Conforme dados divulgados pelo o Copon, através do Banco Central do Brasil ficou definido manter a taxa do SELIC que é a referência de juros no Brasil inalterada em 13,75% e sinalizando que será por um logo tempo.
Em comentário a respeito o Departamento de Pesquisa e Estudos Econômicos do Bradesco (depec-bradesco@infobradesco.com.br) assim se posicionou:
- Copom subiu o tom para desancoragem das expectativas, indicando que deverá manter a taxa de juros em patamar elevado por um longo período. O Banco Central optou em manter inalterada a taxa Selic em 13,75% a.a., conforme comunicado divulgado ontem à noite. Na atualização de conjuntura, cabe destacar a avaliação mais positiva do colegiado para o ambiente externo, influenciada pela reabertura da economia chinesa e pelos sinais de resiliência da atividade global, a despeito do ciclo de aperto monetário e dos ainda elevados índices de inflação. Em seu cenário de referência, que considera a trajetória de Selic extraída do Focus e a taxa de câmbio partindo de R$/US$ 5,15, as projeções do Copom para a inflação de 2023 e de 2024 encontram-se em torno de 5,6% e 3,4%, respectivamente. A principal inovação desta última comunicação foi o sinal de alerta que o BC trouxe para as incertezas fiscais e para o desvio das projeções de inflação em relação às metas para horizontes mais longos. O comitê avaliou que essa conjuntura eleva o custo da desinflação necessária para atingir as metas do CMN e reafirmou que conduzirá a política monetária que for necessária para o seu cumprimento.

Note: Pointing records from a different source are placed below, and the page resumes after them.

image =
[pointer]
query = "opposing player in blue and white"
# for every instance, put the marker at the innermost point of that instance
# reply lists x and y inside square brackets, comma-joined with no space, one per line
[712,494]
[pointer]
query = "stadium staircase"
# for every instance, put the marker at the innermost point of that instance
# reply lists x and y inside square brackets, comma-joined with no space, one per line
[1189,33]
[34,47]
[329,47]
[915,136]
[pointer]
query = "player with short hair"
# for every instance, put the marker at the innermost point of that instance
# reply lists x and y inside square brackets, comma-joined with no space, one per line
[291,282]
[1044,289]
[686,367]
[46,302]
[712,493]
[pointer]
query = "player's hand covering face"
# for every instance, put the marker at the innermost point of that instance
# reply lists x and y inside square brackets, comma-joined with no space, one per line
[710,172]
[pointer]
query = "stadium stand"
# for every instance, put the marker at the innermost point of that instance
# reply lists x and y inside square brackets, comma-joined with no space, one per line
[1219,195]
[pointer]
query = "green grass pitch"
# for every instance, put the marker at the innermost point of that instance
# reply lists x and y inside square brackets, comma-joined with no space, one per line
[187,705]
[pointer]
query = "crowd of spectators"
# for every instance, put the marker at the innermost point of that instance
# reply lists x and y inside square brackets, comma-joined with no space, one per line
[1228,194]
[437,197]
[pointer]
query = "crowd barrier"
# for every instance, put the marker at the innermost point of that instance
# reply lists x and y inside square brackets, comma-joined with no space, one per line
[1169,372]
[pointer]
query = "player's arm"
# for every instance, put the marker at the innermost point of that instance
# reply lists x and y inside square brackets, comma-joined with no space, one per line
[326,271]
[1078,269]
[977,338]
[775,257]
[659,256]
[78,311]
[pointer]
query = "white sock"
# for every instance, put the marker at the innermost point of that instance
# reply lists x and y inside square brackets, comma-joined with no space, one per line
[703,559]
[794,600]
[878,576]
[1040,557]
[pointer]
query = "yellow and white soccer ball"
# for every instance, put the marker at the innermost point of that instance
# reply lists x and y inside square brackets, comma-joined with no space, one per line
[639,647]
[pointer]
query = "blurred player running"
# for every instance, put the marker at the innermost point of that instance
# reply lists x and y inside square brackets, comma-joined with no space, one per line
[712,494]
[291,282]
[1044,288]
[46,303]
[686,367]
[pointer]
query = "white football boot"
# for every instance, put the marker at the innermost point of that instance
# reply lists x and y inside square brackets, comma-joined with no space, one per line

Em uma simulação com a Selic estável em 13,75% durante todo o horizonte de projeção, o IPCA fica apenas marginalmente abaixo do centro da meta em 2024. Em nossa avaliação, embora o tom seja inequivocamente de maior preocupação com a ancoragem das expectativas de inflação, a comunicação segue compatível com nosso cenário de Selic permanecendo no atual patamar pela maior parte do ano, com redução gradual para 12,25% até o final de 2023, que incorpora também um contexto de desaceleração da atividade econômica e da inflação. A consolidação desse cenário, no entanto, dependerá dos debates estruturais em curso, principalmente das sinalizações sobre o novo arcabouço fiscal e a sobre a meta de inflação.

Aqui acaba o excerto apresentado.